Only person with ‘heartbeat,’ not companies, should vote in Newark elections, council says

The News Journal | by Karl Baker

If you don’t have a heartbeat, you shouldn’t be able to vote in a Newark election, the city council unanimously agreed Monday.

A resolution passed during its meeting aims to limit voting in local referendums to “every natural person” – the latest in a Delaware backlash against limited liability companies participating in the electoral process.

The proposal approved Monday night officially asks the General Assembly for approval to change the city’s governing charter to add a clause.

“What is the definition of a ‘natural person’?” Councilman Jason Lawhorn asked during the debate over the proposal.

“It’s a real person who has got a heartbeat that is not some sort of artificial entity,” Newark’s city solicitor replied.

Lawhorn’s question and the legalistic response highlights a debate that has emerged over the past decade, from the Supreme Court to local Delaware municipalities, over whether corporations should share some of the rights that are given to people.

In Newark, it is about whether property-owning business entities should be allowed to vote in a local referendum, a specific kind of election that determines whether the city can borrow money.

For council members on Monday, the answer was a resounding, “no.”

While one person, one vote has been ingrained into the collective civic consciousness of the United States, Newark residents learned last summer that it was possible for a city developer to vote dozens of times.

That is because the city employs a peculiar voting system when holding a rare ballot referendum.

It allows non-resident property owners, whether human or business, to vote.

It works like this: Any voter who owns a house within Newark city limits can vote just once.
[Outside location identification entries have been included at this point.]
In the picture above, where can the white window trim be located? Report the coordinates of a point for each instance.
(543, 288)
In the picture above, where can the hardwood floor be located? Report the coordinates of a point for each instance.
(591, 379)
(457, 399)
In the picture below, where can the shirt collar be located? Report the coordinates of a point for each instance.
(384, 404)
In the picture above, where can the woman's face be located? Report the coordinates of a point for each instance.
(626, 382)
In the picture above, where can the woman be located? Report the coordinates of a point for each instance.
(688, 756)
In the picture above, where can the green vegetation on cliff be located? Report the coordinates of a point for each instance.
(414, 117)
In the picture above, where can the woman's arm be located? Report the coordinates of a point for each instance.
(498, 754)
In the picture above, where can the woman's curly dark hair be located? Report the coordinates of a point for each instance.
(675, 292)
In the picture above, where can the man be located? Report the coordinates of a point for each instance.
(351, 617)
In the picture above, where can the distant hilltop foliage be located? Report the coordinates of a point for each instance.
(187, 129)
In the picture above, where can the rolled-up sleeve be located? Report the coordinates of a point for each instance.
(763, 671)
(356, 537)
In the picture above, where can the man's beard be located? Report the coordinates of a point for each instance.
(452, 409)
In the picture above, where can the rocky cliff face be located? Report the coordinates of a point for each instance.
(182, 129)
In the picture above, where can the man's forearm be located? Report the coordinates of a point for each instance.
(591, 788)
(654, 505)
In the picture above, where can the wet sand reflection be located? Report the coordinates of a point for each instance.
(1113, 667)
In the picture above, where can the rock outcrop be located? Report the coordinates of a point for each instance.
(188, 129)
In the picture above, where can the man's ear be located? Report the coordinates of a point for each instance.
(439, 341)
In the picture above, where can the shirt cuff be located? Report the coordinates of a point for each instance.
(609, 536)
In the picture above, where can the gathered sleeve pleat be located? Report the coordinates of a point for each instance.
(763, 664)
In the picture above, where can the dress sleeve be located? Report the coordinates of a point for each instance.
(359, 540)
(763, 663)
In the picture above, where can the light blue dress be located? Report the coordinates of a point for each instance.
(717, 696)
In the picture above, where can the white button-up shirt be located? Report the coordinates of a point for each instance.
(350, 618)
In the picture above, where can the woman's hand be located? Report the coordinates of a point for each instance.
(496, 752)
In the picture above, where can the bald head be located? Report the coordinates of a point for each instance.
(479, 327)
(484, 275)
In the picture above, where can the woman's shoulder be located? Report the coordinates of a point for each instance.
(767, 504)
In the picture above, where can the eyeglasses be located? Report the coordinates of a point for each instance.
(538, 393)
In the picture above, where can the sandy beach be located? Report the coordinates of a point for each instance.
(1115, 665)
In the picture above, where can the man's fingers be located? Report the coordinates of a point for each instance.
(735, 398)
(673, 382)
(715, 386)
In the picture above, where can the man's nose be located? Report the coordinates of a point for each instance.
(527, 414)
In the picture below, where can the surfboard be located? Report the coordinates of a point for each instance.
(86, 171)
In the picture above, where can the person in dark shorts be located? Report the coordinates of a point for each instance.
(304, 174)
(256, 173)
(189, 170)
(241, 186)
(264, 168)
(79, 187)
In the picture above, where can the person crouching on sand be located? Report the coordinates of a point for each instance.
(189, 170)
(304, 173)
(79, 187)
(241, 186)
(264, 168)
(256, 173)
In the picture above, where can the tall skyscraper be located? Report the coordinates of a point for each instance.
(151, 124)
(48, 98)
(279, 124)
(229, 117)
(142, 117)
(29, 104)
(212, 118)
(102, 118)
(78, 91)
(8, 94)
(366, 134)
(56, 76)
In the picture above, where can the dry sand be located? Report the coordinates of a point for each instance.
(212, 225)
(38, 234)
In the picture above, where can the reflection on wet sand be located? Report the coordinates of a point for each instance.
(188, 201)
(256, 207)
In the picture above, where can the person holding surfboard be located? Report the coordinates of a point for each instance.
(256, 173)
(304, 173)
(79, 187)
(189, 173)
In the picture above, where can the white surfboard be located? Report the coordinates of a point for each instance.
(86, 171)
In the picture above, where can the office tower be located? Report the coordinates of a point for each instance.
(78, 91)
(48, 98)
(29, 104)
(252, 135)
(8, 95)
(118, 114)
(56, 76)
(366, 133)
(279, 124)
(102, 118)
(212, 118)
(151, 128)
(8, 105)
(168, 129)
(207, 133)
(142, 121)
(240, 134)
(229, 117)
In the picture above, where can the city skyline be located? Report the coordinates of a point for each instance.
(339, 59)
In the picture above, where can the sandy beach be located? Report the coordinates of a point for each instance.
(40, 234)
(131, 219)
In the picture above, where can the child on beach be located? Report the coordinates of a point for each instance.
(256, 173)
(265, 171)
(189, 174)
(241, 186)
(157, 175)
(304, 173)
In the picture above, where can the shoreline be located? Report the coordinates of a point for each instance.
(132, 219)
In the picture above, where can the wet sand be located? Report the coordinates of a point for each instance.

But if that voter transfers the home to a newly-created LLC, they then can vote twice – once as a regular voter and again as a representative of the business.

Critics argue that the result of such a policy – in combination with a recent proliferation of easy-to-form LLCs controlling individual parcels of land – is an election system that gives extra influence to any single owner of multiple properties.

A property manager in control of 31 LLCs, which own 31 parcels of land in the city, can vote 31 times.

A report of that exact circumstance happening last June during a $28 million capital referendum sparked the LLC backlash in Newark.

“This uses affluence … to dilute the votes of registered voters who are actual citizens of Newark,” Amy Roe, an environmentalist and city activist, said at the city council meeting.

31 LLCs, 31 votes

During an October city meeting, Councilwoman Jennifer Wallace proposed that Newark change its governing charter and strip property owners of the ability to vote multiple times.

“I just think it’s fundamentally undemocratic,” she said last year.

The resolution, passed on Monday, follows a similar “one person, one vote” action passed last year by the Rehoboth Beach city council. That proposal’s bill breezed through the General Assembly’s House of Representatives with no opposition and no public concern about damaging businesses.

Speaker of the House Pete Schwartzkopf, who sponsored the bill, referred to it as cleaning up the language in the charter.

“They were having trouble with people owning more than one piece of property in town voting more than once,” he said.

A Senate committee on elections last week passed the Rehoboth Beach bill with support from three of its five members.

At the Newark meeting, John Kowalko, the city’s Democratic representative in the House, said he would propose similar legislation.

“I will be taking a copy of (the resolution) to Leg Hall tomorrow and reading it to the attorneys so that they can create us a bill,” he said.